Portugal. The Man
The more songs they played, the more people were around – clapping, screaming, partying. It seemed like Portugal. The Man just wouldn’t stop performing on this Thursday evening at the WUK. Even numerous interviews they had to give and an enthusiastically acclaimed show seemed not to cause the slightest lack of energy as the Alaska-native and now Portland-based band started into the supposedly secret rendition of their vocally impressive song “Colors” from their current LP “Censored Colors” in a plain, ordinary stairway. It was no more than a few measures since the song had begun that a handful of pricked-eared people who were having their after-show beer in the courtyard of the venue became more attentive and joined the unexpected encore in the echoing stairwell. From that point on, the acoustic session developed into a spontaneous party, moving its location as Portugal. The Man went out to the courtyard to play “And I”, gathering even more listeners around them. The band headed back to the stairway because of the particular sound, and the crowd joined in and felt the unleashed energy of this band as they played two more songs. Without taking a break in between, Portugal.
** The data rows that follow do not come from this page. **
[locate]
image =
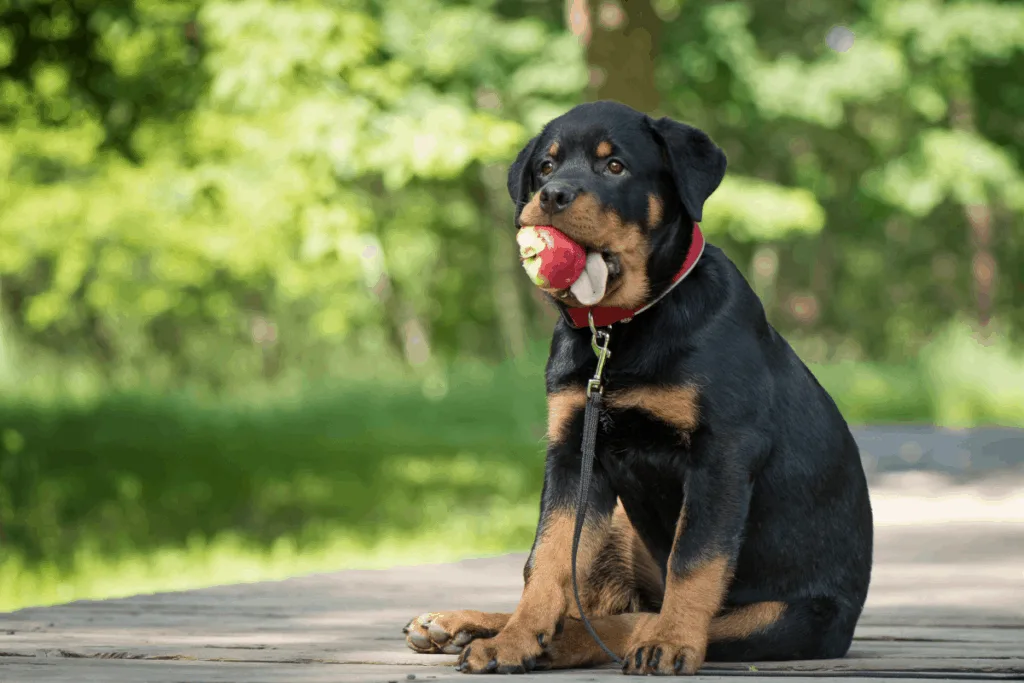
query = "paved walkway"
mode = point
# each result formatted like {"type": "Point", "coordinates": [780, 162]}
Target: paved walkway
{"type": "Point", "coordinates": [946, 601]}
The Man finished with the crowd favourite “Church Mouth” from 2007.
Wuk is short for Werkstätten- und Kulturhaus (Workshop and Culture House) – is not only a venue for concerts. The brick building with its charmingly sleazy cobbled courtyard hosts 130 groups and initiatives, which produce all kinds of non-mainstream-art. The cultural center is subsidised by the City of Vienna, but the groups work autonomously and self-governed. Apart from the concert hall, studios and workshops there is also a café with a nice outdoor area in the WUK courtyard and a self-help bicycle repair shop. The 19th century building was originally used as a factory for train engines. In 1884, the Technologisches Gewerbemuseum (Technologic Trade Museum) moved into today’s WUK and turned it into a place of science, education and exhibitions with the purpose to keep the Austrian-Hungarian monarchy up-to-date in questions of technological development. The monarchy was more than half a century gone when there were still engineers trained in Währinger Straße 59. In 1981, the building was handed over to an association of alternative Viennese artist, teachers, students and other activists.